On the relationship between the Debye process in dielectric response and a dissociation-association phenomenon in phenyl alcohols

In this paper, we have examined a series of phenyl-substituted primary monohydroxy alcohols (phenyl alcohols, PhAs), from ethanol to hexanol by means of dielectric and Fourier transform infrared (FTIR) spectroscopies supported by the mechanical investigations. The combination of both dielectric and mechanical data allows calculation of the energy barrier, E a , for dissociation by the Rubinstein approach developed to describe the dynamical properties of self-assembling macromolecules. It was observed that the determined activation energy remains constant, | E a,RM | ∼ 12.9-14.2 kJ mol −1 , regardless of the molecular weight of the examined material.
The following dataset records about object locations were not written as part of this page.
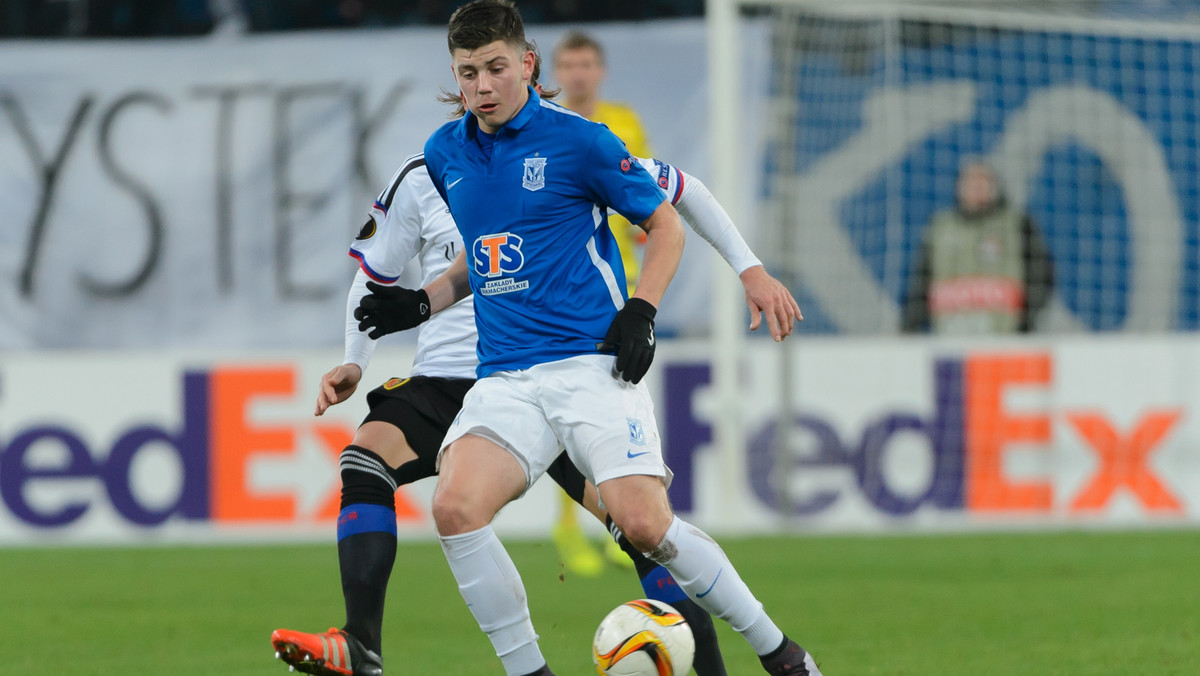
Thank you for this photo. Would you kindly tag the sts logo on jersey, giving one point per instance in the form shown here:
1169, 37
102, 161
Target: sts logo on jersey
497, 255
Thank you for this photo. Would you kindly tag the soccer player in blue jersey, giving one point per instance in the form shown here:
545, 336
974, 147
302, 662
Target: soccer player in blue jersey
529, 185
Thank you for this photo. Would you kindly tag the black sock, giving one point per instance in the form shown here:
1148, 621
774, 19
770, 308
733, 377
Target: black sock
659, 585
366, 542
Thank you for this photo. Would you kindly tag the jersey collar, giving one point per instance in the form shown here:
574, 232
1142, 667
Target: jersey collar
471, 123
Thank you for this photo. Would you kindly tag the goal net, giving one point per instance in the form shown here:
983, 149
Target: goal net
1085, 115
863, 127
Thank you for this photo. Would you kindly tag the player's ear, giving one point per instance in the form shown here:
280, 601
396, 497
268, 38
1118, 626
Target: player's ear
527, 63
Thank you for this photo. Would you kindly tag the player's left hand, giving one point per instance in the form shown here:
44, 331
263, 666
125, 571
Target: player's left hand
767, 295
631, 335
390, 309
337, 386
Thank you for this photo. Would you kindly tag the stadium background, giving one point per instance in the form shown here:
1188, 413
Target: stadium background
179, 181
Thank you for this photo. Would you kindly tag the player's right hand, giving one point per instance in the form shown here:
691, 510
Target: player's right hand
337, 386
631, 335
390, 309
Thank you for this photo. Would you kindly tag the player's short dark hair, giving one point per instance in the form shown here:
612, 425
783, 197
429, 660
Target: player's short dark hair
546, 94
483, 22
579, 40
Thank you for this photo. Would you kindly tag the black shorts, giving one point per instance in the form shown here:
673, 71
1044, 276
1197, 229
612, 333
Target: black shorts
423, 407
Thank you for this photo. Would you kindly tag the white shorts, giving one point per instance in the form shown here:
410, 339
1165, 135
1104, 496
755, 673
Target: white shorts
606, 425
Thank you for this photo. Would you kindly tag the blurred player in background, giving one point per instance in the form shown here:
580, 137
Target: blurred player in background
580, 71
399, 440
983, 267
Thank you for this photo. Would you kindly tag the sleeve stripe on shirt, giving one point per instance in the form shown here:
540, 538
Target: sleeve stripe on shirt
391, 192
372, 274
603, 267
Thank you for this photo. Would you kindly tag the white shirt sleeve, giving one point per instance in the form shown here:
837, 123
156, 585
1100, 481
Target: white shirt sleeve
359, 347
705, 214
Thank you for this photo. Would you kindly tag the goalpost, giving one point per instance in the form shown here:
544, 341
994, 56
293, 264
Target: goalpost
870, 109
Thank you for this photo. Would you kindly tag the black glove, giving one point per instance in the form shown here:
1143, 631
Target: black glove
390, 309
631, 335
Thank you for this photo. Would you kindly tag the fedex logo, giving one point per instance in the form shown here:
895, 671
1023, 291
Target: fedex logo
497, 255
216, 444
971, 436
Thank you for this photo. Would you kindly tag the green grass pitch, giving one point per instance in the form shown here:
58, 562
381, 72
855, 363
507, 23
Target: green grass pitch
979, 604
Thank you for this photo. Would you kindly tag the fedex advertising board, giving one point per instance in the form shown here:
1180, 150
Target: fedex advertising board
900, 434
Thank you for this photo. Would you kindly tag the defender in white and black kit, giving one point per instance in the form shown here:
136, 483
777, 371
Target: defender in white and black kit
409, 220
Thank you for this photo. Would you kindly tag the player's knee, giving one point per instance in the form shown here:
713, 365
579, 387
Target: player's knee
455, 513
643, 531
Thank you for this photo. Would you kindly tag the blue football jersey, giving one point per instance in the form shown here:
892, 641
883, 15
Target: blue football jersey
544, 267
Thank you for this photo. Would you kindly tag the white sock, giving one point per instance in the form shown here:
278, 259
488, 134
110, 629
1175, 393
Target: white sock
702, 569
495, 593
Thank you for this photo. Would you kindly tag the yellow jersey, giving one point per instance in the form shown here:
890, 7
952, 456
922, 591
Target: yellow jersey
623, 121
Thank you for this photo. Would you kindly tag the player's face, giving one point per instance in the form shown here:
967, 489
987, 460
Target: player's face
977, 189
492, 81
579, 72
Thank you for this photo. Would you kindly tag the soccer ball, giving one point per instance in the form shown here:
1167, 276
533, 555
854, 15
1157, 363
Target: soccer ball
643, 638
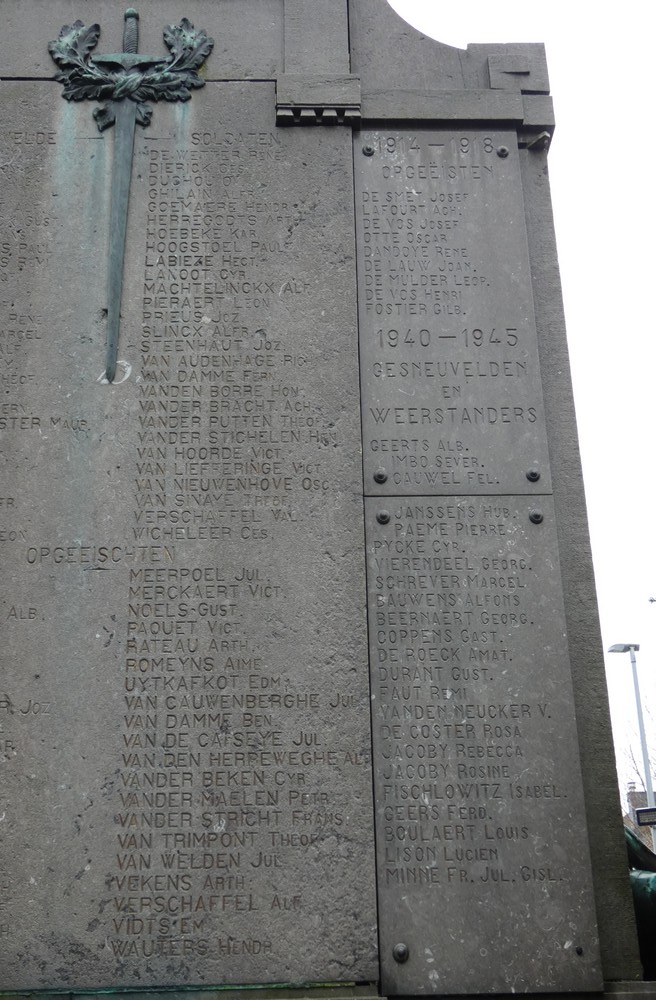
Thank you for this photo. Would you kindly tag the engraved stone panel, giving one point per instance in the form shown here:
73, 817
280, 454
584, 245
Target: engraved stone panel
483, 869
450, 373
184, 698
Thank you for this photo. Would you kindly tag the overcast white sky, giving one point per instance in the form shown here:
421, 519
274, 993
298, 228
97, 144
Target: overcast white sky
602, 167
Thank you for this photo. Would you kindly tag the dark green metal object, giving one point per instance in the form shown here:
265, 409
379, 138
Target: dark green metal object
126, 80
642, 863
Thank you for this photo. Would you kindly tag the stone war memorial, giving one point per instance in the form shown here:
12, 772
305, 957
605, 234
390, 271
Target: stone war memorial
301, 677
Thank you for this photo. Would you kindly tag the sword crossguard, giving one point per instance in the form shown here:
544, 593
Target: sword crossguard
131, 31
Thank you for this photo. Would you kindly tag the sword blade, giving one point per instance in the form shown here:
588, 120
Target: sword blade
126, 117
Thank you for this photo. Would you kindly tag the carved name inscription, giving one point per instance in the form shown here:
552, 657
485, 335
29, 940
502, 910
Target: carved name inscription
475, 747
450, 368
207, 699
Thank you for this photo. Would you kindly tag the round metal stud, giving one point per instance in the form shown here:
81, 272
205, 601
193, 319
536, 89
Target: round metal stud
401, 953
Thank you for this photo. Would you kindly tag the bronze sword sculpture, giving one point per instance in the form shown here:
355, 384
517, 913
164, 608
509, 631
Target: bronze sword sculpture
126, 80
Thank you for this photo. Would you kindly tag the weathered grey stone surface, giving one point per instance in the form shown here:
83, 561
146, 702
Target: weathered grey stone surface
185, 548
478, 790
452, 398
184, 706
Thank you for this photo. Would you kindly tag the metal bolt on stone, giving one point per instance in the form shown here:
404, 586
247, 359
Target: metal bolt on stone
401, 953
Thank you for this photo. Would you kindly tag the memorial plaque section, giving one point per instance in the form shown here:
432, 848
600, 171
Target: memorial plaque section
483, 870
450, 373
184, 703
483, 867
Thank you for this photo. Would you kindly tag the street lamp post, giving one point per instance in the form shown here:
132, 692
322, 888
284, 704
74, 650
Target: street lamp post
631, 648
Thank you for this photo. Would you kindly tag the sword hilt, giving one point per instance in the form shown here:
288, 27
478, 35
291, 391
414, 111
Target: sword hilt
131, 31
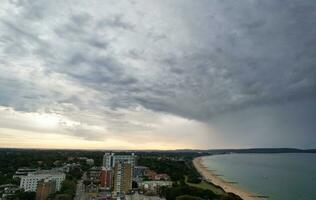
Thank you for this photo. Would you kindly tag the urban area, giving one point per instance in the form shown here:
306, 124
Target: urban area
110, 175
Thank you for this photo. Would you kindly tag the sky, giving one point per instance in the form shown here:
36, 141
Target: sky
161, 74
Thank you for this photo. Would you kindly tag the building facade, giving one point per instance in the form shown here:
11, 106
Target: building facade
106, 178
45, 188
29, 182
110, 159
122, 180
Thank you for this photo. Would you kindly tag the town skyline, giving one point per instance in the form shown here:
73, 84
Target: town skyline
157, 75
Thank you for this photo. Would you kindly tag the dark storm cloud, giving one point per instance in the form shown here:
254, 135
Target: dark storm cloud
194, 59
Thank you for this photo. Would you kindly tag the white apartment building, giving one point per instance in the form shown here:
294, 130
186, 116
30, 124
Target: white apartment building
29, 182
110, 159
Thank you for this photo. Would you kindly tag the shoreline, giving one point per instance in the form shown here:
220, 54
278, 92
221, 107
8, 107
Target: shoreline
227, 186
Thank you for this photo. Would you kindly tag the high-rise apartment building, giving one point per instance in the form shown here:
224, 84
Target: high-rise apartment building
45, 188
110, 159
106, 178
122, 178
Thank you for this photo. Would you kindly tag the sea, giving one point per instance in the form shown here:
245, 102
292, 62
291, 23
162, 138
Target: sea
284, 176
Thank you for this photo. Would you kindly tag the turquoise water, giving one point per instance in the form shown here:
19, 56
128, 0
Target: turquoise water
287, 176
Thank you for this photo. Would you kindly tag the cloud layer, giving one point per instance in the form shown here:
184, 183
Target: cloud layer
109, 69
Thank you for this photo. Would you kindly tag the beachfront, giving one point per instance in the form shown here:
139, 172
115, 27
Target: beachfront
227, 186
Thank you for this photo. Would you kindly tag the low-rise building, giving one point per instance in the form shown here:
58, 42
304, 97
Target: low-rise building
153, 186
23, 171
162, 177
139, 171
29, 182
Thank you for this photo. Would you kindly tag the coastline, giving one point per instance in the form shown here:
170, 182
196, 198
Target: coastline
225, 185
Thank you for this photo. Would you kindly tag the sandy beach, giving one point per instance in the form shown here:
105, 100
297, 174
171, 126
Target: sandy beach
227, 186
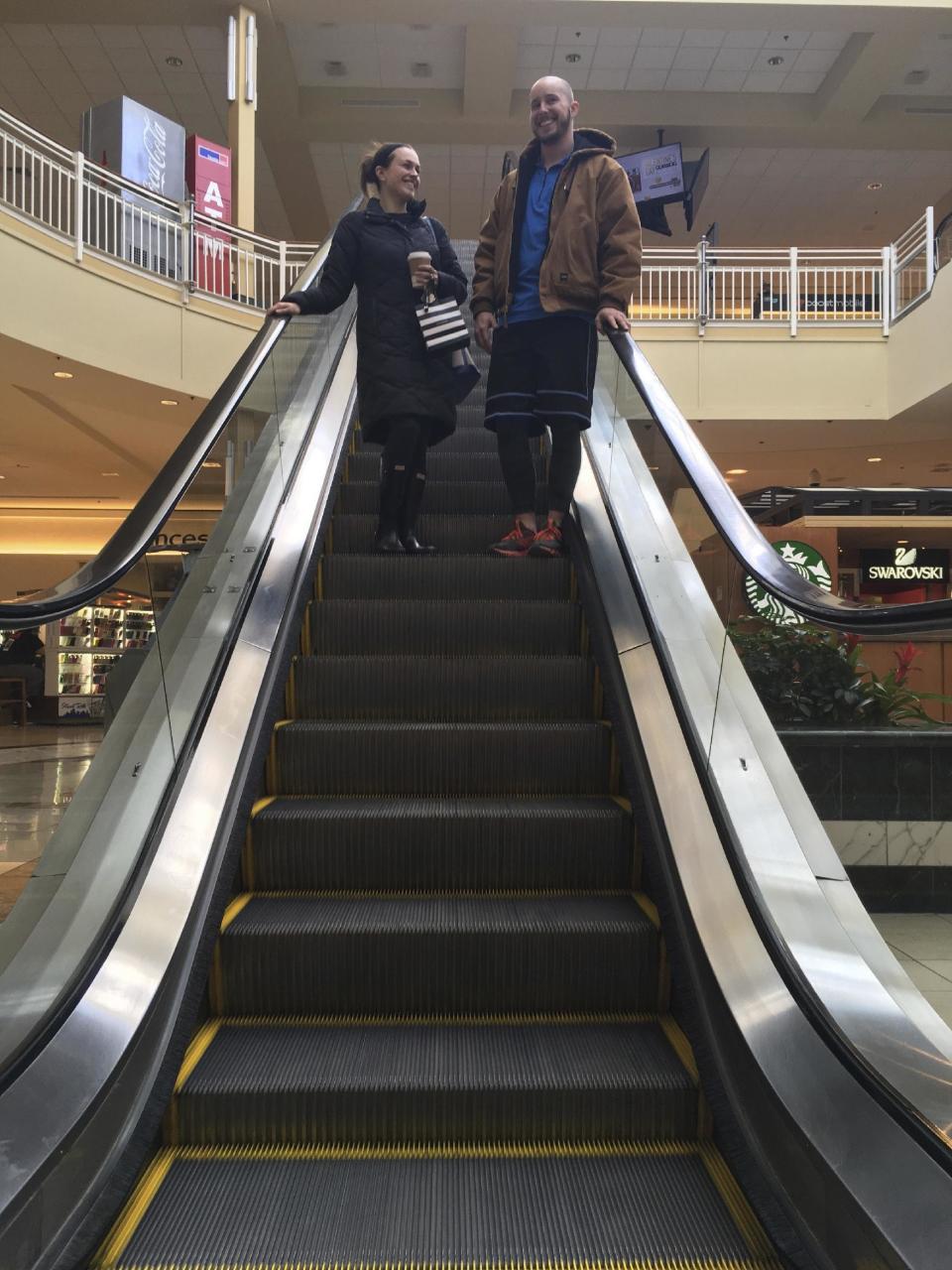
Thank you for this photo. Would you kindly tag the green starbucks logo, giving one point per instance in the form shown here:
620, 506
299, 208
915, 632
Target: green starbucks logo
809, 564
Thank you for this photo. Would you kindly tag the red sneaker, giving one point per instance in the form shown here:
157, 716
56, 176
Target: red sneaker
516, 543
548, 541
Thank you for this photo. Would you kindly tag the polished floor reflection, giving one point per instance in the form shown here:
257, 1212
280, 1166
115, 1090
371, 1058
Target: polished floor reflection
923, 944
40, 771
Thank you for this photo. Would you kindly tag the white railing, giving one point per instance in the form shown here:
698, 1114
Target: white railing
912, 263
706, 286
778, 286
95, 209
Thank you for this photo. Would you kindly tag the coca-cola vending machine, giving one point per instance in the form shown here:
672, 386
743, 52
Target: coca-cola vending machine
148, 149
208, 176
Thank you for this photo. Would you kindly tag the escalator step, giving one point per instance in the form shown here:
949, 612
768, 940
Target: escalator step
444, 627
457, 535
556, 1080
463, 441
442, 843
365, 466
442, 497
416, 955
442, 689
640, 1206
481, 578
475, 758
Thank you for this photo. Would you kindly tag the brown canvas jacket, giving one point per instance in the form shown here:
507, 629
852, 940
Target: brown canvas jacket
593, 257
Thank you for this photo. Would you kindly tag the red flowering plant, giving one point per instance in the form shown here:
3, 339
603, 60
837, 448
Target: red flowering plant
811, 677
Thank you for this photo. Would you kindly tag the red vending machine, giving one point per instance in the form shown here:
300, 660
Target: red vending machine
208, 177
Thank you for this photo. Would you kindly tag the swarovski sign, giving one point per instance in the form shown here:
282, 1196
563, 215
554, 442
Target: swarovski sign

Surprisingly, the obtained values agree very well with E a of the dissociation process determined from the FTIR data analysed within the van't Hoff relationship, where E a,vH ∼ 9.13-13.64 kJ mol −1 . Thus, the observed agreement between E a determined by both applied approaches clearly implies that in the case of the examined series of PhAs, the dielectric Debye-like process is governed by the association-dissociation phenomenon as proposed by the transient chain model. We observed the agreement between energies barrier for dissociation determined by Rubinstein and van't Hoff approaches, which implies that the dielectric Debye-like process of phenyl alcohols is governed by the association-dissociation phenomenon.